Startup warning: "backend 'X' encryption key was loaded from config file (not DGP_*_ENCRYPTION_KEY)"

The key is in YAML rather than in an env var. Not an error, but the canonical export strips infra secrets — if you persist the YAML back from the admin API and treat it as the source of truth, the key will be gone on the round-trip. Move the key to an env var for operational hygiene.

Writes to an SSE-KMS backend fail with "KMS key is disabled" or 403

The AWS KMS key is disabled, deleted, or the proxy's IAM role lacks kms:GenerateDataKey on it. Check the KMS key status in the AWS console, and confirm the proxy's role/credentials have:

s3:PutObject + s3:GetObject on the bucket.
kms:Encrypt, kms:Decrypt, kms:GenerateDataKey, kms:DescribeKey on the KMS key (or via a KMS grant).

Disabled encryption on a backend — historical objects now fail to read

Expected if you removed the key entirely. The decrypt path errors explicitly (it won't serve ciphertext as plaintext). If you need the objects back, restore the key. If not, delete them. Note that mode: none with legacy_key: <hex> + legacy_key_id: <id> is a valid shape — this lets you disable new-write encryption while keeping historical reads working.

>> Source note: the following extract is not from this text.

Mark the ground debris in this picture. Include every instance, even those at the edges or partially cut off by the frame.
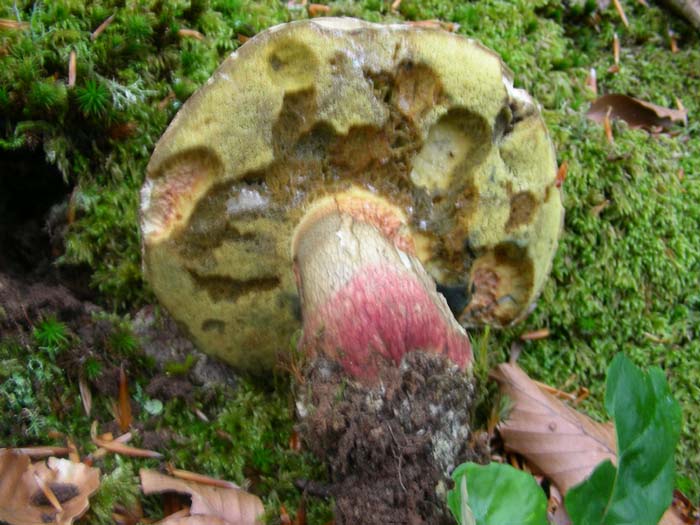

Reads succeed but return garbage

GET returns 200 with an object that looks like random bytes, no error. This shouldn't happen in v0.9+ — every backend is always wrapped, and a missing key produces an explicit error. If you see it, it's a bug; file a report with the config + the first 16 bytes of the object body.

Where to look next

Trace it. Dry-run the failing request through the admission chain and read the audit log: How to trace and audit requests.
Set RUST_LOG=deltaglider_proxy=trace for maximum verbosity (RUST_LOG beats DGP_LOG_LEVEL beats --verbose). To change the level without a restart, use the admin UI: Settings → System → Logging.
Hit the audit log API: GET /_/api/admin/audit?limit=500 for a JSON dump of recent mutations + denials.
curl /_/metrics | grep deltaglider_ — 20+ Prometheus metrics, most tell a story. Mapping: How to monitor with Prometheus and Grafana.
Admin API reference — every debug-friendly admin endpoint.